Floating-Point Representation¶
Learning Objectives: IEEE 754 standard floating-point representation.
In learning C, we already encountered floating-point data types float and double. Let’s now go through how the computer actually represents and processes floating-point numbers.
Floating-point numbers are the computer’s way of representing real numbers. The standard floating-point representation in computer memory is based on the IEEE 754 standard, which we will outline here. A precise explanation for those interested can be found in textbooks and/or online.
But before going further, let’s first look at how decimal points are represented in binary.

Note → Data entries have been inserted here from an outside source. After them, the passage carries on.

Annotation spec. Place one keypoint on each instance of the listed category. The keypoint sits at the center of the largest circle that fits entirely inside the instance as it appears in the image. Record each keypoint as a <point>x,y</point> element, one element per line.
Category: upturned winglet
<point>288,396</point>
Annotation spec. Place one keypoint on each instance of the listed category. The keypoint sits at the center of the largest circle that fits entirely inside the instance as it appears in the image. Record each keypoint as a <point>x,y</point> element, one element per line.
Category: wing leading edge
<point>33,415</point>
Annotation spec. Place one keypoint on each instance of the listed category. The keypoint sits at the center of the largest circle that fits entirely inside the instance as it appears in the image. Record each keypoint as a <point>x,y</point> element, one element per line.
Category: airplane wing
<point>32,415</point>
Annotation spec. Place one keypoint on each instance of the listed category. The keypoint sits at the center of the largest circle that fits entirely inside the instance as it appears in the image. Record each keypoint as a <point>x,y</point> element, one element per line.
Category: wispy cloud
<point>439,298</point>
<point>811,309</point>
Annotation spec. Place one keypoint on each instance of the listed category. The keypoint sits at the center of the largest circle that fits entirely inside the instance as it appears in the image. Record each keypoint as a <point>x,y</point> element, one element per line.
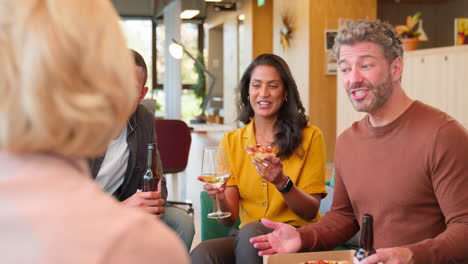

Just like in base 10, we use a decimal point. As shown in the image, the powers of two to the left of the decimal point are positive, while those on the right are negative.
!["Decimal in binary form"](/media/images/tkj-bindec_1eoS1UL.png)
Examples.
Binary number 10.101 = 1*2^1 + 0*2^0 + 1*2^-1 + 0*2^-2 + 1*2^-3 = 2 + 0 + 1/2 + 0 + 1/8 = 2.625 Binary number 101.01 = 4 + 0 + 1 + 0 + 1/4 = 5.25 Binary number 1010.1 = 8 + 2 + 1/2 = 10.5 Binary number 0.111111 = 0 + 1/2 + 1/4 + 1/8 + 1/16 + 1/32 + 1/64 = 63/64 = 0.984375
Notice that the smallest number that we can represent with the chosen bit length is the LSB value.
Example. The smallest number in the above cases would be either..
00.001, which is 2^-3 = 1/8 0.000001, which is 2^-6 = 1/64
This is why, with binary numbers, we can only approximate real numbers up to the chosen precision. The approximation could be made more accurate by increasing the number of bits in the decimal part, but the precision achievable is naturally limited by the programming language, computer memory, and processor architecture.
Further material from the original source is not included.